Good Morning, Everyone!
This morning as I sit here with my coffee and attempt to wake up enough to really open my eyeballs, I look across my dining room table, kitchen counters, and floors and realize to myself, “Your house is disgusting. You need to clean. Like, really clean. Deep clean this bitch.” (I don’t always cuss…but when I do, stuff is getting real.)
Yeah, and how?
I seriously have no idea how I manage to get the basics done every day with a toddler, let alone anything else. I feel oh-so-accomplished when I’m able to get a bed made and some laundry washed these days. I know it won’t last forever because he will only be this little once, and for such a short time. I try so hard to embrace every moment of his tiny life, and we spend nearly all day playing with toys and learning and exploring. But being that I’ve got some pretty severe OCD when it comes to cleaning and organization, I’m in the middle of a meltdown this morning. This disorganization and mess is killing me.

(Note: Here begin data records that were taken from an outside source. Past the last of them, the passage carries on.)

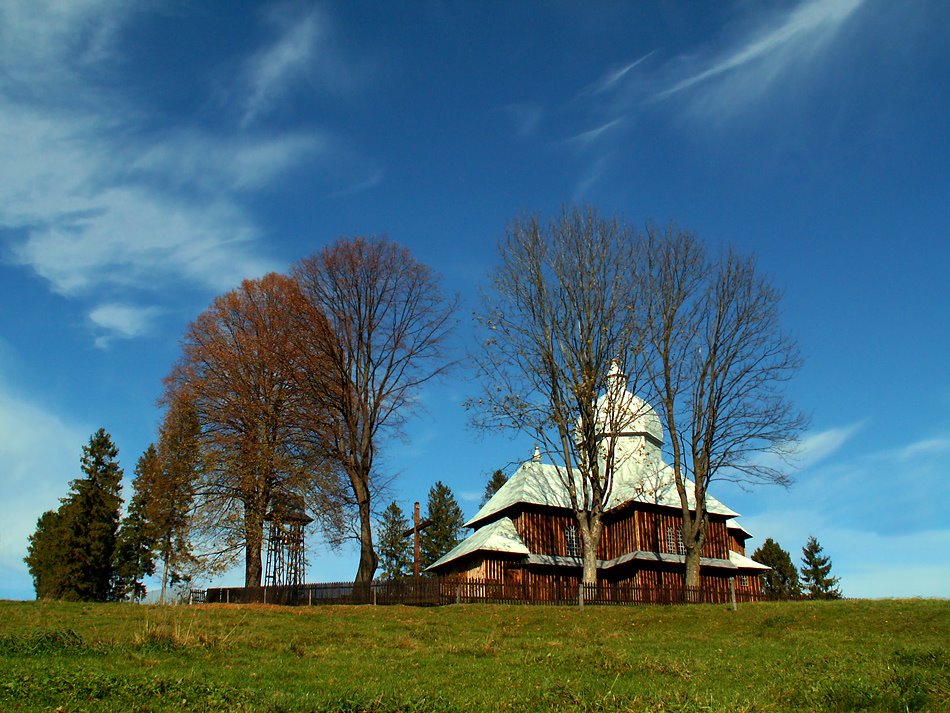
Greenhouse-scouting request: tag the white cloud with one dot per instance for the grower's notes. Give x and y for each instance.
(122, 321)
(743, 72)
(270, 73)
(613, 78)
(305, 50)
(817, 446)
(134, 238)
(586, 138)
(39, 455)
(96, 206)
(221, 164)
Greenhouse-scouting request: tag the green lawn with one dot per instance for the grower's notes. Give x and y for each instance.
(799, 656)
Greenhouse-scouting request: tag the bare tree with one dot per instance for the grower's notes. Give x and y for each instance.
(718, 359)
(379, 326)
(234, 371)
(561, 310)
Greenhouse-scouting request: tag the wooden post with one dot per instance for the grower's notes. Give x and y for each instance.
(417, 543)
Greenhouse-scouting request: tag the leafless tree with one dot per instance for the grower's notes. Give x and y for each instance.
(234, 372)
(379, 324)
(717, 363)
(561, 309)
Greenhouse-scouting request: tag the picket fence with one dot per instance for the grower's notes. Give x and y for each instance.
(439, 591)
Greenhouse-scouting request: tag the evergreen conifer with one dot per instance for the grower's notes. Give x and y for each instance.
(394, 548)
(816, 572)
(497, 479)
(781, 582)
(446, 524)
(134, 558)
(71, 553)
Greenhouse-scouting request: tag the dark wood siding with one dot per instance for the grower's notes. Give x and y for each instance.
(646, 530)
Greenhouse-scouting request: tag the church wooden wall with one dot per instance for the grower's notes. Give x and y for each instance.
(646, 530)
(544, 533)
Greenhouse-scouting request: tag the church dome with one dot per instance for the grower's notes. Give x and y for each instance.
(623, 413)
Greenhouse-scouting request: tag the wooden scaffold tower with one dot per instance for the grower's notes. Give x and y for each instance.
(286, 546)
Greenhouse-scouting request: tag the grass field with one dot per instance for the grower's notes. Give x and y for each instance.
(798, 656)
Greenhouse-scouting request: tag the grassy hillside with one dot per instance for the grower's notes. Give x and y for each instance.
(818, 656)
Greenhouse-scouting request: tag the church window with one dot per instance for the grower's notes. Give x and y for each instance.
(573, 540)
(674, 541)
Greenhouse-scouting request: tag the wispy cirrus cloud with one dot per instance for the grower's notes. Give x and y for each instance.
(305, 51)
(819, 445)
(709, 83)
(39, 454)
(121, 321)
(614, 77)
(105, 208)
(727, 81)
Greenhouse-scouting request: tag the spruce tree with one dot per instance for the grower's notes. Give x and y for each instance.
(446, 524)
(171, 484)
(47, 559)
(497, 479)
(781, 582)
(393, 547)
(816, 572)
(96, 500)
(71, 553)
(134, 557)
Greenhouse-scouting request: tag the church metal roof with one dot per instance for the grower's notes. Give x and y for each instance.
(499, 536)
(635, 481)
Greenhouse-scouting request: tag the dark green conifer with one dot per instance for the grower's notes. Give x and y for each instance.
(497, 479)
(71, 553)
(816, 572)
(393, 546)
(781, 582)
(446, 524)
(134, 557)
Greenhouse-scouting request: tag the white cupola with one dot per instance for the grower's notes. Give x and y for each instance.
(629, 419)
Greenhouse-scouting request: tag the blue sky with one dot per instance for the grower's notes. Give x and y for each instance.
(154, 154)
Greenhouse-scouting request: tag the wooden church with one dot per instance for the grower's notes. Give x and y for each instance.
(527, 533)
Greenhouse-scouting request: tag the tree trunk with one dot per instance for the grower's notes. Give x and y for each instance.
(692, 570)
(254, 534)
(162, 599)
(694, 536)
(591, 541)
(368, 558)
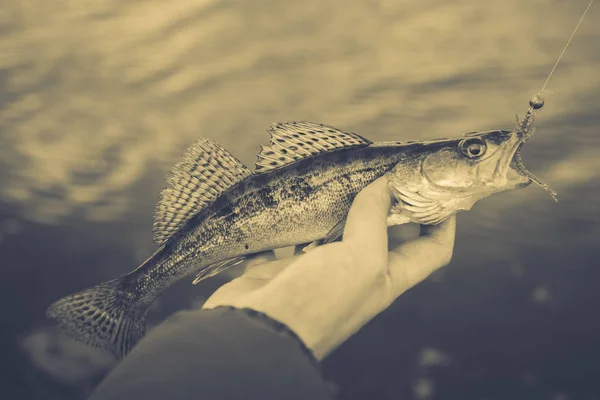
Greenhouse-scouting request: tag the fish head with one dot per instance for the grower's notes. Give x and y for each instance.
(440, 177)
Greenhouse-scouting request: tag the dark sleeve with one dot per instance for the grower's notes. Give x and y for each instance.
(224, 353)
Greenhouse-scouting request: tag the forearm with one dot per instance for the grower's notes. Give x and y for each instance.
(223, 353)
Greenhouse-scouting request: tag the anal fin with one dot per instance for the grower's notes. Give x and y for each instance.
(214, 269)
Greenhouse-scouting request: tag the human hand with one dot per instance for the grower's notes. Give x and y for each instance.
(327, 294)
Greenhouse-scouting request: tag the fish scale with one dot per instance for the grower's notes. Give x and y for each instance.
(216, 212)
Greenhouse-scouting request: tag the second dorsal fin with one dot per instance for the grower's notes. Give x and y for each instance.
(293, 141)
(204, 173)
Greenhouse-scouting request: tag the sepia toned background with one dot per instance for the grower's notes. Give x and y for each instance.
(98, 98)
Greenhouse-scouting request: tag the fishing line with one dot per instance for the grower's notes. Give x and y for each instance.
(567, 45)
(525, 127)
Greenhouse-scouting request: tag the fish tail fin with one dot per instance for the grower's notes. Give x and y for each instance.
(103, 316)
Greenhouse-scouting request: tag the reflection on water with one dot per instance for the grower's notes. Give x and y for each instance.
(97, 101)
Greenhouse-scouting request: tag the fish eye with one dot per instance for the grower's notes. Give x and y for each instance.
(472, 148)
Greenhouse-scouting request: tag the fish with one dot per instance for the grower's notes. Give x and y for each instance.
(215, 212)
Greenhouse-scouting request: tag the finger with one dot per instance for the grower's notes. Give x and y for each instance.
(413, 261)
(366, 226)
(401, 233)
(299, 249)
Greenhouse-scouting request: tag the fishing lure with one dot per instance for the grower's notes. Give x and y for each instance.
(525, 128)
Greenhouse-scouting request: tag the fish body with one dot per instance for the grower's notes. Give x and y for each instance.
(217, 212)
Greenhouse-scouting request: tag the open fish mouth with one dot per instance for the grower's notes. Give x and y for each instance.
(519, 171)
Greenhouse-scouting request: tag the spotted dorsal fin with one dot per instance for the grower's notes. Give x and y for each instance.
(294, 141)
(205, 172)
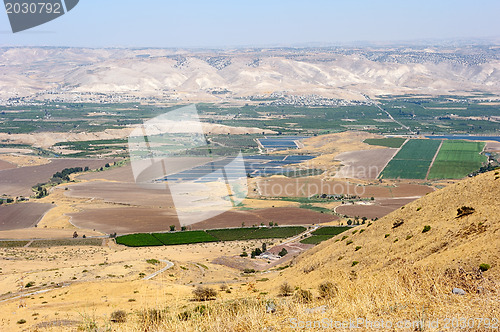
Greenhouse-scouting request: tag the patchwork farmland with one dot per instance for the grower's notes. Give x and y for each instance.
(189, 237)
(456, 159)
(413, 160)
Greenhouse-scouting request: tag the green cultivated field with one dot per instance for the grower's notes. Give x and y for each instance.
(186, 237)
(456, 159)
(413, 160)
(390, 142)
(232, 234)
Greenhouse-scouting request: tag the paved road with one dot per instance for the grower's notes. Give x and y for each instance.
(168, 266)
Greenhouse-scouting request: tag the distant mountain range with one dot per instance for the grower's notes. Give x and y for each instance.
(245, 75)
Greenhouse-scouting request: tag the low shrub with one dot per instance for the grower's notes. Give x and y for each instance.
(119, 316)
(285, 289)
(327, 289)
(484, 267)
(204, 293)
(303, 296)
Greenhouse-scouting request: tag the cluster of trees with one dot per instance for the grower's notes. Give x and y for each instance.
(40, 189)
(258, 251)
(63, 175)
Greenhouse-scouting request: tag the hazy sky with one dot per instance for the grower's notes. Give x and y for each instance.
(225, 23)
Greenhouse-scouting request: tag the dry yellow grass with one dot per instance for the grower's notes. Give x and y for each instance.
(410, 279)
(23, 161)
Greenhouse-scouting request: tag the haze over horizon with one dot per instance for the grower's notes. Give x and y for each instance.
(222, 24)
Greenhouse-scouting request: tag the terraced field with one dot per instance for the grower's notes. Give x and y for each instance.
(456, 159)
(412, 161)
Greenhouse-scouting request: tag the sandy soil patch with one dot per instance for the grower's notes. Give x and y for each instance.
(6, 165)
(125, 219)
(125, 173)
(22, 161)
(364, 164)
(280, 215)
(123, 193)
(18, 181)
(307, 187)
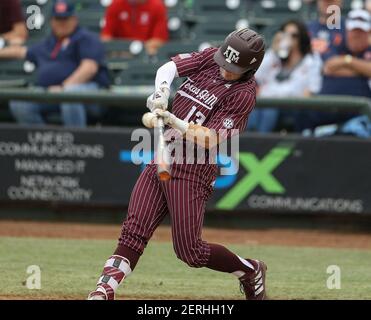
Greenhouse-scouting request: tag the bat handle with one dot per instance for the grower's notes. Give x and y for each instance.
(163, 161)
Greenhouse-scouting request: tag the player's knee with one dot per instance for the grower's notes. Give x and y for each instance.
(190, 256)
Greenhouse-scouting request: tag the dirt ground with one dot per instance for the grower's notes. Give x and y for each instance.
(279, 237)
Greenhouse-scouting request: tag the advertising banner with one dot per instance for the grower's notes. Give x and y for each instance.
(95, 167)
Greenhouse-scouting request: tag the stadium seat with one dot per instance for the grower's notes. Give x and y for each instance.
(92, 20)
(171, 49)
(16, 73)
(138, 74)
(92, 5)
(220, 8)
(214, 30)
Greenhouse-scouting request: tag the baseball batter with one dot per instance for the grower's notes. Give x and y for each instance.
(218, 95)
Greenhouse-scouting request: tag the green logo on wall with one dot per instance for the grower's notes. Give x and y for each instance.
(259, 173)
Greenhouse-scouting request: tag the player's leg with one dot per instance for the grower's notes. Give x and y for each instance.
(186, 202)
(147, 208)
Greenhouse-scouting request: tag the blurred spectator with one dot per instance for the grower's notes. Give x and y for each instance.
(12, 25)
(69, 60)
(288, 69)
(323, 38)
(144, 20)
(346, 71)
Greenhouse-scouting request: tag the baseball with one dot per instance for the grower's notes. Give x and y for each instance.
(148, 120)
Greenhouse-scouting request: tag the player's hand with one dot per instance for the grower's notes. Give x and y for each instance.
(159, 99)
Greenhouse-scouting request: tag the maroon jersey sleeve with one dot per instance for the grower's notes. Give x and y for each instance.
(189, 63)
(231, 117)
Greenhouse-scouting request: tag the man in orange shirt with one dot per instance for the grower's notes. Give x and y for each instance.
(144, 20)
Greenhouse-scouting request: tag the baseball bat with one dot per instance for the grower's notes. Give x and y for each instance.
(163, 157)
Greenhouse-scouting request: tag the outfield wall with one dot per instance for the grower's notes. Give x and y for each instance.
(93, 167)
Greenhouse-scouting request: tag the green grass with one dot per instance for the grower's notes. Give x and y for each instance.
(70, 268)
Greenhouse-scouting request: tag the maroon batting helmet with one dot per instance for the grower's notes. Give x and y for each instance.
(242, 52)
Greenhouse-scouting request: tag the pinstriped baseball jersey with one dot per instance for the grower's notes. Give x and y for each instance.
(206, 99)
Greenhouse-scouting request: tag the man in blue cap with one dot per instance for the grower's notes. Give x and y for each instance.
(71, 59)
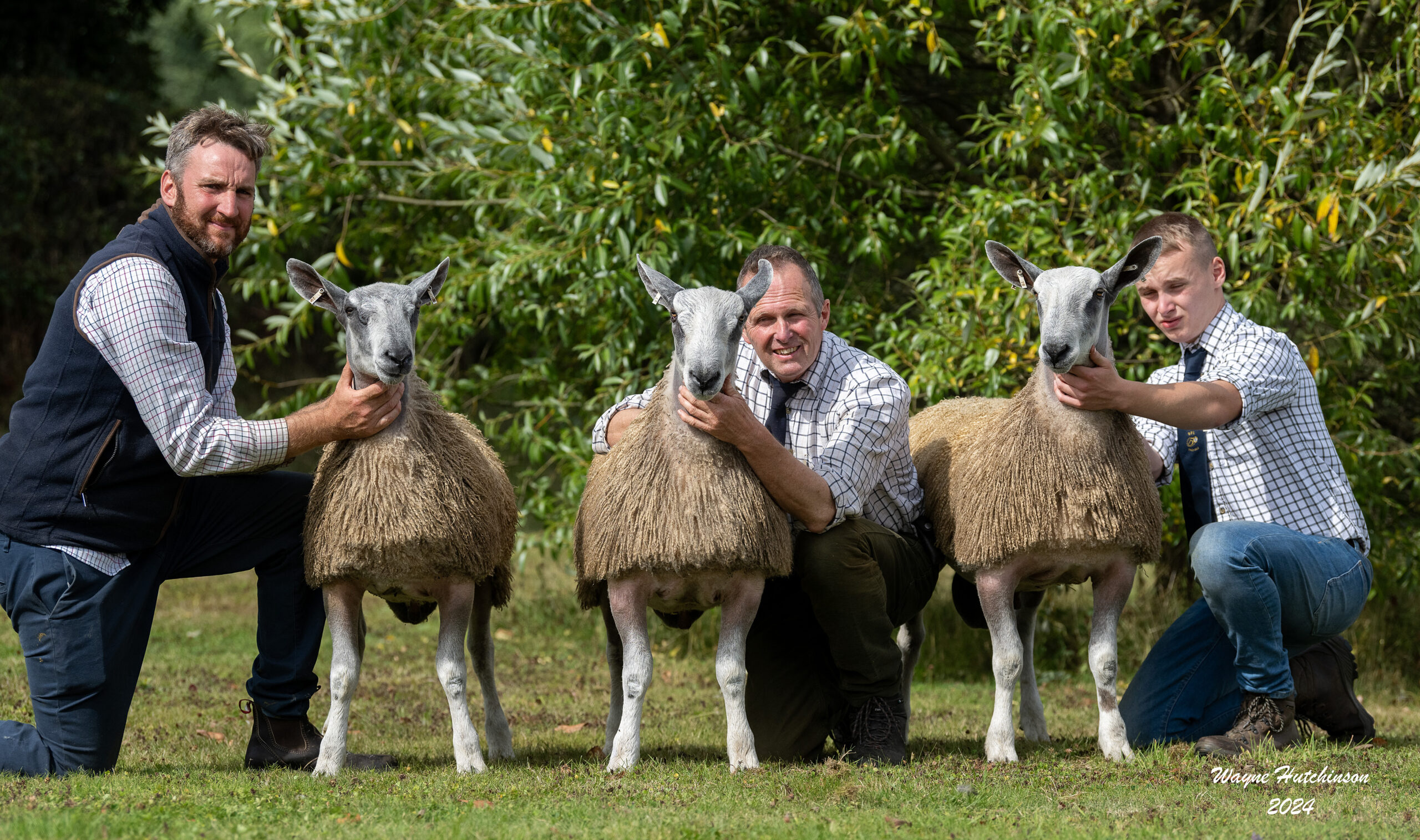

I could clean when he naps, but there’s never truly a set amount of time when he goes down for his daily nap – that is, if I can get him to these days. Lately he’s been doing everything possible to fight nap time. Ah, the 17 month old stage. And normally, I spend that time cooking and doing the bare minimum basics.
And have you noticed how absolutely pointless it is to clean with a toddler in the house? Forgeddaboudit. This child is akin to a hurricane. He watches and waits for me to clean something, and then blows through without warning, terrorizing everything in his path at Cat 5 strength, leaving a bigger mess than the one I had just cleaned before it. He’s lucky he’s the cutest baby ever and that I love him so much. Gosh, do I love him. He’s my heart.
I really think its time to hire a maid. I’m so serious. Because this messy nonsense isn’t gonna cut it anymore. I never believed in maids or hiring help for cleaning. I always thought that was the lady of the house’s job; that I could be superwoman and get it all done. I humbly recant that thought and realize that sometimes, help is okay. I need it. Gonna talk to the husband this weekend about it.
As for now, I will do my best to whip the aftermath of Hurricane Richi into shape. Anyone else struggle with finding time to clean with a toddler? I want to hear about it. Have any tips? Give me tips! All of them!
I seriously don’t know how I ever did it with 2 toddlers under 2 at one point in time. Oh, Lord!